Yes, perfectly clear.

 I live in Minnesota, the reason there are no products/foods I need, or would like to have is because I keep Kosher. There is only one little store that caters to our comunity. Used to cater for all the meat needs for Muslim comunity too, but recently first Halal (sp?) store opened in town.


----------



## YT2095 (Mar 22, 2007)

I`ll bet he says Minnesota in the USA!
 mark my words



DOH! he beat me too it, Mods, feel free to delete this now, my Psychic powers are running a bit late *sigh*


----------



## CharlieD (Mar 22, 2007)

YT2095 said:
			
		

> I`ll bet he says Minnesota in the USA!
> mark my words


 

You are a profit, how did you guess?


----------



## YT2095 (Mar 22, 2007)

hard to say, I was just gazing blankly at your Post and suddenly it just popped into my head that you Location was there, Spooky eh!


----------



## CharlieD (Mar 22, 2007)

Hm, providing that it says right under my name that my Locatin is Minnesota, not really that spooky.


----------



## YT2095 (Mar 22, 2007)

lol, Oh Yeah! what a coinicidence!


----------



## sarah (Mar 22, 2007)

alright alright i knew he was in MN,what i meant was where in MN? ok!!!
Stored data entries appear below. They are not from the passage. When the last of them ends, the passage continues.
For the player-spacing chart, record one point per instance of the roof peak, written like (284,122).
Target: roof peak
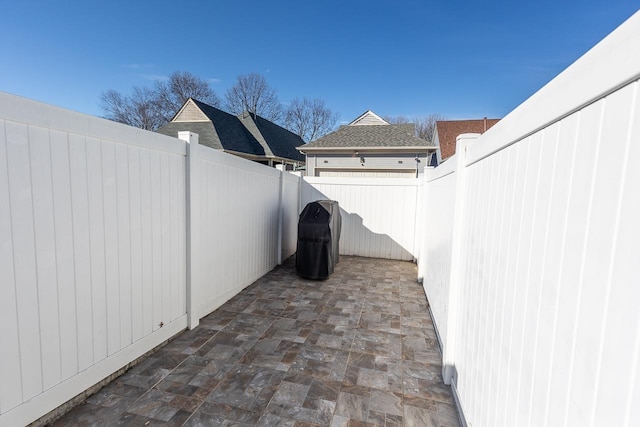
(368,118)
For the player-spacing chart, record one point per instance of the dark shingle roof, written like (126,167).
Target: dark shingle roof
(281,142)
(401,135)
(223,131)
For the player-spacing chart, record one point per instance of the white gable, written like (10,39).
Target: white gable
(367,119)
(190,113)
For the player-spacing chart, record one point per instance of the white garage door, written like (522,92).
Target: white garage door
(359,173)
  charlie you know i was in MN,Rochester,and i used to go to minneapolis every once in a while to shop from this halal shop.though we had halal goods in rocheter too but that shop in minneapolis was bigger and had better quality meats.there was a restaurant with it too.they had great middle eastern food there.i bet u know the place.r u in minneapolis or st paul?


----------



## CharlieD (Mar 22, 2007)

I am in the suburbs.


----------



## Caine (Mar 22, 2007)

Make your own sour cream. All you need is heavy cream, and patience!


----------



## CharlieD (Mar 22, 2007)

Caine, this is a great advise, especially when you need the sour cream right away.


----------



## Candocook (Mar 23, 2007)

It's a pretty good bet that yogurt is available in Pakistan.  ;o)
And, of course, the "need" to use mayo to satisfy dietary regulations makes for innovation.


----------



## kitchenelf (Mar 25, 2007)

Sarah simply wanted to know a substitute for sour cream.  I think she even understands that yogurt can be used, she was just making sure and she never said she couldn't find it.  As stated she was wanting to know where CharlieD lived in Minnesota, not where he lived in general.  A few simple answers is all she was after.  I am closing this thread because her question has been answered.


----------